Deutschlands Hauptstadt hatte lange eine wachsende Zahl an Gästen angezogen. 2016 verbuchten Hotels und andere Unterkünfte mehr als 31 Millionen Übernachtungen, allerdings hatte sich das Wachstum bereits verlangsamt. Nun könnten die Übernachtungszahlen das erste Mal seit 2003 stagnieren. Das Statistische Landesamt legt die Bilanz in einigen Wochen vor.
Die Flugausfälle bei Air Berlin im Frühjahr und die spätere Insolvenz der Airline hätten sich viel stärker ausgewirkt als etwa der Terroranschlag auf den Weihnachtsmarkt, sagte Kieker.
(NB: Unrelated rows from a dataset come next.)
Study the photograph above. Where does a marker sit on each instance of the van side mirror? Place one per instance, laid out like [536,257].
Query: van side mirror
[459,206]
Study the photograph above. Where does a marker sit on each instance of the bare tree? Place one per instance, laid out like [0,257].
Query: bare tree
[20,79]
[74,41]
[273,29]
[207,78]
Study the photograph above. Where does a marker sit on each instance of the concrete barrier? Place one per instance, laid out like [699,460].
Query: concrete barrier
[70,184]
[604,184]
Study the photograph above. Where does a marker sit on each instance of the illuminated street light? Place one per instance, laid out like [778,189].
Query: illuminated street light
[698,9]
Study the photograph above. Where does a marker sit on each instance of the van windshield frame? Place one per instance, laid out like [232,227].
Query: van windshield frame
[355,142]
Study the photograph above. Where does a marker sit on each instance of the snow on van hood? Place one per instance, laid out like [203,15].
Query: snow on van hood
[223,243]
Für das neue Jahr ist er aber zuversichtlich. Easyjet und Eurowings würden die Lücken im Flugbetrieb teilweise füllen. "Das rettet uns." Wirtschaftssenatorin Ramona Pop (Grüne) widersprach der Sorge, dass mit Easyjet noch mehr Partytouristen kommen könnten. Die Fluglinie übernehme die Gäste, die vorher Air Berlin genutzt hätten.
Dass Berlin jahrelang Tourismusrekorde verbucht hat, kam Hotels, Restaurants und Museen zugute. In manchen Kiezen aber sind Touristen ein Reizthema, etwa in Ecken von Kreuzberg und Neukölln. Pop will deswegen ein Tourismuskonzept vorlegen, das auch klären soll, wie sich Touristen mit dem Leben in der Stadt vereinbaren lassen.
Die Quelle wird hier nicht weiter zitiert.